Ha muerto Eduardo Galeano. El pasado mes de abril en Montevideo, ciudad que lo vio nacer.

Tenía 74 años y antes de convertirse en referencia intelectual para la izquierda latinoamericana fue un poco de todo. Obrero en una fábrica, dibujante, pintor, periodista, caricaturista, mensajero, mecanógrafo y cajero de banco entre otros oficios. Pero si por algo habrá de pasar a la posteridad será por su quehacer como escritor.

Cronista de los que dejan huella, su obra denuncia la situación de quienes están inmersos en una historia que los vuelve invisibles. Es el notario de los pueblos sin pasado y sin memoria. De los hombres y mujeres a quienes se les niega, metódicamente, el derecho a la existencia.

A esta estirpe de escritores pertenece Galeano. A la de los artesanos del pensamiento crítico: la pluma en una mano y en la otra la indignación nacida en el hambre y el desamparo.

Sus relatos condensan, a veces en un par de líneas, siglos de ignominia y explotación. Apelan a la conciencia y a la reflexión ética. No dejan indiferente al lector. Estremecen, sin necesidad de recurrir a construcciones lingüísticas aparatosas. Frases cortas y adjetivos cuidados son suficientes para enfrentarse con plasticidad narrativa a quienes condenan a los pueblos al anonimato.

Presenta los hechos y toma partido, pero, como buen cronista, sin alterarlos. Se limita a dejar hablar a los protagonistas narrando con exactitud lo que escucha o lo que ve. Lo esencial y lo accesorio, por más que disguste o incomode.

Él sabe que la verdad de una historia radica en los detalles y que su descripción minuciosa equivale al respeto por los hechos que se relatan. De ahí, su rigurosidad.

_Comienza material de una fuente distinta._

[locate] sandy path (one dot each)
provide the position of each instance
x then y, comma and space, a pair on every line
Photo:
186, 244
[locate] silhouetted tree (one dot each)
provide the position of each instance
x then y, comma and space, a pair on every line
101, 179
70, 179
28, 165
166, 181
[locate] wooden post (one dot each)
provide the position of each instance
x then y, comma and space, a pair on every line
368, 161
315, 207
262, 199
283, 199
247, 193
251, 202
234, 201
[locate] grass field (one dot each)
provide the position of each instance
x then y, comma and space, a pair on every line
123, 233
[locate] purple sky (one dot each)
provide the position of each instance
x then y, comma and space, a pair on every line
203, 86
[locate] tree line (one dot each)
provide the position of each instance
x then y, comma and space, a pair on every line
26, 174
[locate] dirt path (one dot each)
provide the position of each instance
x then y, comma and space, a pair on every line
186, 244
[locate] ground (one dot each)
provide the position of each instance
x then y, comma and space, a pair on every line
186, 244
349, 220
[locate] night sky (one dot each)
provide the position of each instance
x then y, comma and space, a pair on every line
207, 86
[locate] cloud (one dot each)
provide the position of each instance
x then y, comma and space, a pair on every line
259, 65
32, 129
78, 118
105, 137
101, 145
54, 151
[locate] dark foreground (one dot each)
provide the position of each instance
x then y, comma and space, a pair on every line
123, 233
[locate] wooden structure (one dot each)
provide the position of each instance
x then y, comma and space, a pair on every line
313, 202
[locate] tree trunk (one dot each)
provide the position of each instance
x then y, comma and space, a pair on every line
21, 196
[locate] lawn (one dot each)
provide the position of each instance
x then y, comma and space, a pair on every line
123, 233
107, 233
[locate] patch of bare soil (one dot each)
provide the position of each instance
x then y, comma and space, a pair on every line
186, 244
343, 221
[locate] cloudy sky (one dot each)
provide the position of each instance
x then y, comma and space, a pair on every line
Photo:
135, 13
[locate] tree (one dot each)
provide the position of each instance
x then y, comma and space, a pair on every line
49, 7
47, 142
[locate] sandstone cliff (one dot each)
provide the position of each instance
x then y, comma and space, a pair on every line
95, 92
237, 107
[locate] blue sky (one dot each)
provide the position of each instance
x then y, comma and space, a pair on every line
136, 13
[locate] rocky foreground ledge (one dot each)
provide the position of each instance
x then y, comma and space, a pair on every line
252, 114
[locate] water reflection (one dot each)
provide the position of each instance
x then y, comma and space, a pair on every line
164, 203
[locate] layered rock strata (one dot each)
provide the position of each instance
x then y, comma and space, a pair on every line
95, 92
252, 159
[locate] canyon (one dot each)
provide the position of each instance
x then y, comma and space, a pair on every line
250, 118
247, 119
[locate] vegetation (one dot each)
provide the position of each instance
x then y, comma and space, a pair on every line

"Las venas abiertas de América Latina", su obra más representativa, se ha convertido en un libro sagrado para la izquierda sudamericana. Lo escribió en su juventud y es una crítica implacable, una diatriba feroz, contra las multinacionales que saquean países con el consentimiento de sus dirigentes, al tiempo que denuncia a quienes se transforman en sus lacayos falseando la realidad. No en vano, definía la historia oficial como "una larga ceremonia de autoelogio de los mandones que en el mundo son?".

Su compromiso fue siempre con "los de abajo". Era su poeta y, quizás por esta razón, los premios literarios le dieron la espalda. Pero a él no le importaba. Consciente de que el acto de escribir no es inocente ni gratuito, optó por el riesgo. Como él mismo dijera en alguna ocasión, se negó a ser neutral.

Cuentan, que en el bolsillo de su chaqueta siempre había sitio para una minúscula libreta. Al parecer, nunca salía de casa sin ella. Y es que, Eduardo Galeano rastreaba la vida en las cosas. Buscaba historias, pequeños fragmentos que narrar, en los murmullos de la calle.

Descanse en paz este hombre que tenía el don de la palabra y a quien, excepto la injusticia, según dicen, casi nada molestaba.